A complicating factor found in people with osteoporosis is the ‘cascade effect’. This effect doubles the risk of broken bones once a patient has had any fracture. More fractures further increases the risk of the patient breaking more bones. As almost 80% of older Americans who break their bones at
one point or the other are neither tested nor treated for osteoporosis, it is difficult to prevent further fractures in most of these older people.
Osteoporosis, when unchecked, is deadly and costly. Osteoporosis patients can have broken bones from minor falls and domestic accidents. People with serious cases of osteoporosis can break bones from things as seemingly irrelevant as sneezing or bumping into furniture. In the USA, medical cases as a result of osteoporosis cost patients and the healthcare system about $19 billion per annum. Forecasts show that osteoporosis would cause three million fractures and cost healthcare bills of about $25.3 billion by the year 2025.
Based on statistics from research by the National Osteoporosis Foundation, if the current trend in the disease and the prevalence of low bone mass among the population does not change, the population of adults over the age of 50 with osteoporosis or low bone mass will increase to 64 million people by the year 2020, and 71.2 million by 2030. The number of osteoporosis induced fractures is also expected to have grown proportionally.
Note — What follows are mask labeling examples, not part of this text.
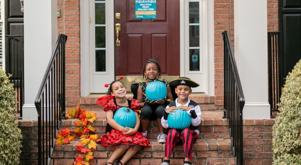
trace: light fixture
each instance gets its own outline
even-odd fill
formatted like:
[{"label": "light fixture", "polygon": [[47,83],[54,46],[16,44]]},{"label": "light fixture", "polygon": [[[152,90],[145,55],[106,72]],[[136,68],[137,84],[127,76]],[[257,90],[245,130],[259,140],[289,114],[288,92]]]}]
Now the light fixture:
[{"label": "light fixture", "polygon": [[21,12],[24,12],[24,0],[20,0],[20,2],[21,2]]}]

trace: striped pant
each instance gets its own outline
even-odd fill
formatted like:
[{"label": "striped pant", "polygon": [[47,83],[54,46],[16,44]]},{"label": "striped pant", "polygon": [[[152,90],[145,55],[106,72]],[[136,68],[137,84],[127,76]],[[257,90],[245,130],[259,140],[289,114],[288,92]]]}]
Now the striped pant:
[{"label": "striped pant", "polygon": [[186,128],[182,130],[171,128],[167,136],[164,156],[171,158],[173,150],[176,144],[182,142],[185,158],[191,160],[193,144],[197,141],[198,136],[198,134],[190,128]]}]

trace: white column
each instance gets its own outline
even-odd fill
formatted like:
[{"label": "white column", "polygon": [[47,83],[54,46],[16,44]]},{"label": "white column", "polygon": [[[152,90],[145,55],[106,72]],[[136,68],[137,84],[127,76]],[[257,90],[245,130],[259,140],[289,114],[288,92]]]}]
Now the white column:
[{"label": "white column", "polygon": [[267,0],[234,0],[235,54],[246,100],[244,119],[269,119]]},{"label": "white column", "polygon": [[56,0],[24,0],[24,120],[38,120],[35,99],[57,39]]}]

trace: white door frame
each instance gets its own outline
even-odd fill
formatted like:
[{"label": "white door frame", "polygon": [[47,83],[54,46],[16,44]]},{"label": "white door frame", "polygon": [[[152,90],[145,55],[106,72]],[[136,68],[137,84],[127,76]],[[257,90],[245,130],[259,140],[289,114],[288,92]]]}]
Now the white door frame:
[{"label": "white door frame", "polygon": [[[200,18],[203,22],[200,22],[200,36],[204,36],[202,40],[200,40],[200,47],[202,48],[201,54],[207,54],[205,56],[206,59],[203,59],[207,62],[207,65],[205,66],[204,72],[206,73],[206,84],[201,84],[205,86],[205,93],[209,96],[214,95],[214,30],[213,30],[213,17],[214,17],[214,4],[213,0],[200,0]],[[89,34],[91,34],[91,20],[94,17],[94,13],[90,8],[90,0],[80,0],[80,53],[81,53],[81,96],[87,96],[90,93],[90,72],[89,66],[91,52],[94,51],[94,48],[91,48],[91,46],[95,45],[95,38],[91,40],[92,36]],[[189,13],[188,0],[180,0],[180,62],[184,62],[184,65],[180,65],[180,76],[187,76],[187,72],[185,72],[185,67],[189,64],[189,56],[185,56],[189,54],[189,46],[187,45],[189,38],[189,35],[185,34],[188,32],[188,20],[187,18]],[[108,56],[109,61],[114,62],[114,0],[107,0],[106,1],[106,44],[107,48],[106,52]],[[203,25],[203,26],[202,26]],[[201,36],[203,35],[203,36]],[[93,42],[92,42],[93,41]],[[94,43],[92,43],[94,42]],[[114,72],[114,62],[106,62],[107,66],[113,67]],[[206,63],[206,62],[205,62]],[[114,74],[111,79],[114,78]],[[111,82],[111,80],[106,80],[107,83]],[[98,83],[98,82],[94,82]],[[103,88],[99,85],[100,88]],[[105,91],[105,90],[104,90]]]}]

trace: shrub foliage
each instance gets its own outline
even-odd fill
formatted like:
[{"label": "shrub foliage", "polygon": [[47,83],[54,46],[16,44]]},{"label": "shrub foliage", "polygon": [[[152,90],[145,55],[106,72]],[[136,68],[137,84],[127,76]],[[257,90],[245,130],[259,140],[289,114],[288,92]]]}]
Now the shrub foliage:
[{"label": "shrub foliage", "polygon": [[274,164],[301,164],[301,60],[286,78],[273,126]]},{"label": "shrub foliage", "polygon": [[13,84],[0,66],[0,164],[18,164],[20,161],[22,136],[14,118],[15,94]]}]

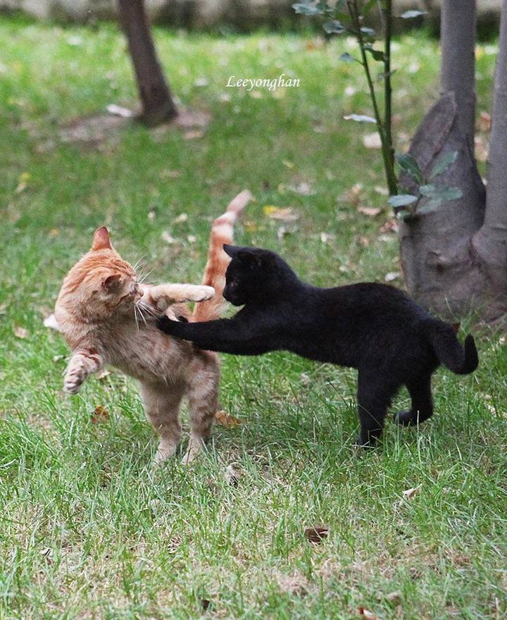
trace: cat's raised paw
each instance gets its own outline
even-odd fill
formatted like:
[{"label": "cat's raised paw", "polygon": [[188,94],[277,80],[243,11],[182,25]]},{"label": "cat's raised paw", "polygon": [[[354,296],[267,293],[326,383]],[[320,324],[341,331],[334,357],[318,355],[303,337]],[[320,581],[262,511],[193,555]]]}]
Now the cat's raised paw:
[{"label": "cat's raised paw", "polygon": [[215,289],[212,286],[196,286],[195,290],[190,299],[192,302],[206,302],[215,294]]},{"label": "cat's raised paw", "polygon": [[77,394],[81,387],[82,380],[79,377],[68,377],[63,382],[63,391],[65,394]]}]

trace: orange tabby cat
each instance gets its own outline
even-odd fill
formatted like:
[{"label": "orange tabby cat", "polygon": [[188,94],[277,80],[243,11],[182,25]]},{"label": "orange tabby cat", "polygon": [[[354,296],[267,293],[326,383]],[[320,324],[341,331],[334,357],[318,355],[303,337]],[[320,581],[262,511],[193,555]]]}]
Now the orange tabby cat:
[{"label": "orange tabby cat", "polygon": [[[140,284],[134,269],[113,248],[107,228],[67,274],[55,308],[60,330],[73,351],[64,390],[75,394],[92,373],[111,364],[141,383],[150,422],[161,435],[156,463],[180,442],[180,405],[188,398],[190,440],[184,462],[192,460],[209,437],[218,407],[220,368],[215,353],[168,337],[155,326],[161,313],[173,318],[210,321],[220,316],[225,274],[237,215],[250,199],[242,192],[211,229],[203,285]],[[197,302],[193,315],[183,302]]]}]

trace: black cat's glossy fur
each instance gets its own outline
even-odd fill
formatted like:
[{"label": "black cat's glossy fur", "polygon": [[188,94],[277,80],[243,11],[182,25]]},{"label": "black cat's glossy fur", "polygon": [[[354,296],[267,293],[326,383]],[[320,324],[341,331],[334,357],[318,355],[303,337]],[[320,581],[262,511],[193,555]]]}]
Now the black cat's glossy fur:
[{"label": "black cat's glossy fur", "polygon": [[232,318],[204,323],[163,316],[159,328],[211,351],[259,355],[285,349],[357,368],[363,445],[380,437],[401,385],[408,390],[412,407],[396,419],[417,423],[433,412],[431,376],[441,363],[458,374],[477,366],[471,335],[463,348],[451,325],[393,287],[367,283],[317,288],[301,282],[275,252],[227,245],[224,249],[232,259],[224,297],[244,307]]}]

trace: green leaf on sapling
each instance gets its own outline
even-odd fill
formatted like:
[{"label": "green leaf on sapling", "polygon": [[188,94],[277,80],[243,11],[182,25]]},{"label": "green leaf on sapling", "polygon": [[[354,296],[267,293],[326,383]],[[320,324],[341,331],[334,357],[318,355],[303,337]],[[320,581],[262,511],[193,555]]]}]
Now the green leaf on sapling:
[{"label": "green leaf on sapling", "polygon": [[406,172],[413,181],[416,183],[424,182],[424,177],[419,164],[411,155],[408,153],[396,153],[394,156],[398,165],[403,172]]}]

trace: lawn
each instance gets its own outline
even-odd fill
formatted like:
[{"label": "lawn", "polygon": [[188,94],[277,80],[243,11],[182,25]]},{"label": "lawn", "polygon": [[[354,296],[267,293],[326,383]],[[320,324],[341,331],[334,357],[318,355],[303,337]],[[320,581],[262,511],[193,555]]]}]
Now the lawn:
[{"label": "lawn", "polygon": [[[239,243],[275,249],[318,285],[389,274],[403,286],[371,128],[343,120],[370,113],[358,66],[338,60],[349,42],[156,37],[180,105],[210,113],[207,129],[130,124],[87,144],[63,142],[62,127],[135,105],[116,28],[0,21],[0,618],[507,617],[499,335],[477,331],[472,376],[438,371],[432,420],[389,419],[364,454],[355,373],[284,353],[223,356],[222,405],[242,423],[217,425],[187,468],[152,469],[155,435],[119,372],[62,394],[68,350],[43,320],[101,224],[152,281],[196,283],[211,219],[248,188]],[[479,111],[495,51],[477,49]],[[406,36],[394,65],[404,149],[438,92],[437,45]],[[301,85],[226,87],[281,73]],[[316,526],[329,535],[312,543]]]}]

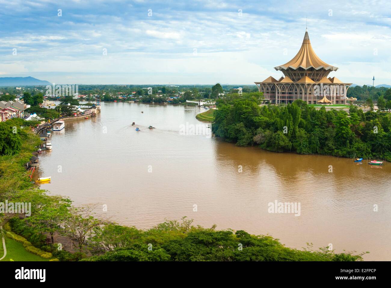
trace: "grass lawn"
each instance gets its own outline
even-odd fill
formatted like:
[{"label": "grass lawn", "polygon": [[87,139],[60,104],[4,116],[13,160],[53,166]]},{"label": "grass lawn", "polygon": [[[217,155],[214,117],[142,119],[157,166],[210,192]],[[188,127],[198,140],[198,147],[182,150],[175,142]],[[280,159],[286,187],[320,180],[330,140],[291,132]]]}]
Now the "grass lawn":
[{"label": "grass lawn", "polygon": [[309,106],[313,106],[314,107],[321,107],[325,106],[326,107],[350,107],[349,105],[345,105],[345,104],[331,104],[330,105],[322,105],[322,104],[308,104]]},{"label": "grass lawn", "polygon": [[205,112],[197,114],[196,116],[196,118],[200,121],[212,122],[215,119],[215,117],[213,116],[213,113],[214,112],[214,109],[210,109]]},{"label": "grass lawn", "polygon": [[[5,237],[5,247],[7,248],[7,256],[2,261],[9,261],[10,259],[14,261],[48,261],[37,255],[30,253],[26,250],[20,242]],[[3,243],[0,241],[0,258],[4,255]]]}]

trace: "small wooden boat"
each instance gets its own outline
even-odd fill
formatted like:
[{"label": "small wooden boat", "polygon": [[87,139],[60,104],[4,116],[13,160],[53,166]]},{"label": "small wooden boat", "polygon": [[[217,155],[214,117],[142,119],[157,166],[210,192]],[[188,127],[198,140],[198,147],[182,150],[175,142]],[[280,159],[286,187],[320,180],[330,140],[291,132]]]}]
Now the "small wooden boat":
[{"label": "small wooden boat", "polygon": [[36,183],[43,183],[45,182],[49,182],[50,181],[51,177],[40,177],[38,180],[36,180]]},{"label": "small wooden boat", "polygon": [[370,164],[371,165],[382,165],[383,161],[378,161],[377,160],[372,160],[372,161],[368,162],[368,164]]}]

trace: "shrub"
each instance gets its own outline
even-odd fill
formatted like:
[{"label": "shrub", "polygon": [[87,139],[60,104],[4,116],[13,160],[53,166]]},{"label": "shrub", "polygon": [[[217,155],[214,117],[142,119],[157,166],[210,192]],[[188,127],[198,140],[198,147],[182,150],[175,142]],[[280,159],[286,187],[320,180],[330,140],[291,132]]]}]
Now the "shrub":
[{"label": "shrub", "polygon": [[4,225],[4,229],[6,231],[10,231],[12,230],[11,228],[11,225],[8,222],[6,223],[5,225]]},{"label": "shrub", "polygon": [[[7,223],[8,224],[8,223]],[[7,236],[12,239],[18,242],[20,242],[23,244],[24,247],[27,247],[31,245],[31,243],[27,240],[25,238],[22,237],[20,235],[14,233],[13,232],[8,231],[7,232]]]},{"label": "shrub", "polygon": [[29,252],[32,253],[33,254],[38,255],[42,258],[45,259],[48,259],[53,257],[53,255],[51,253],[45,252],[43,251],[39,248],[34,247],[33,246],[29,246],[26,247],[26,250]]}]

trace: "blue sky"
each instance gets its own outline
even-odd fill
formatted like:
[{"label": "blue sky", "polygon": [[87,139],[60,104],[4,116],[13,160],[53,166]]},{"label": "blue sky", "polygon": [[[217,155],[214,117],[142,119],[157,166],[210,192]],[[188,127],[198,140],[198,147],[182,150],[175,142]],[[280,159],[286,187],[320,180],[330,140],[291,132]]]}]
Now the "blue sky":
[{"label": "blue sky", "polygon": [[330,76],[362,85],[374,75],[375,85],[391,84],[387,1],[0,0],[0,77],[251,84],[281,76],[273,68],[298,51],[307,16],[317,54],[339,68]]}]

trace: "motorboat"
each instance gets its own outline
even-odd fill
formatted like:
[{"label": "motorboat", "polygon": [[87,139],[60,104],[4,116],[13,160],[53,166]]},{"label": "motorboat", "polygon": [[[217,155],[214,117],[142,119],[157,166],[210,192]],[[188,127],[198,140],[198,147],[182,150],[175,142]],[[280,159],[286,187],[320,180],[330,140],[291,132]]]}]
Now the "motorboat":
[{"label": "motorboat", "polygon": [[36,183],[43,183],[45,182],[49,182],[50,181],[51,177],[39,177],[37,180],[35,180]]},{"label": "motorboat", "polygon": [[52,150],[52,142],[50,141],[48,141],[46,142],[46,145],[45,145],[47,150]]},{"label": "motorboat", "polygon": [[53,131],[59,131],[63,129],[65,127],[65,122],[63,120],[59,120],[54,122],[53,124]]},{"label": "motorboat", "polygon": [[378,161],[377,160],[372,160],[368,162],[368,164],[371,165],[382,165],[383,161]]}]

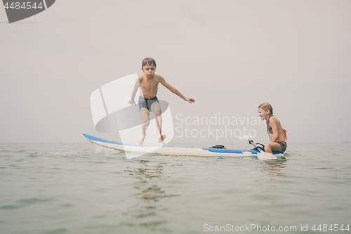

Oftentimes, people don’t realise they have osteoporosis until they suffer a fracture. One way to know is to have a bone density test. A score of -2.5 or lower indicates the presence of osteoporosis. Also be aware that if anyone in your family has had osteoporosis, your risk of developing the condition could be higher. Once you find this out, the next thing should be to talk to your healthcare provider about starting an osteoporosis treatment plan. Ensuring you are getting adequate calcium is essential for good bone health, and using a complete calcium complex can really help halt the progression of osteoporosis.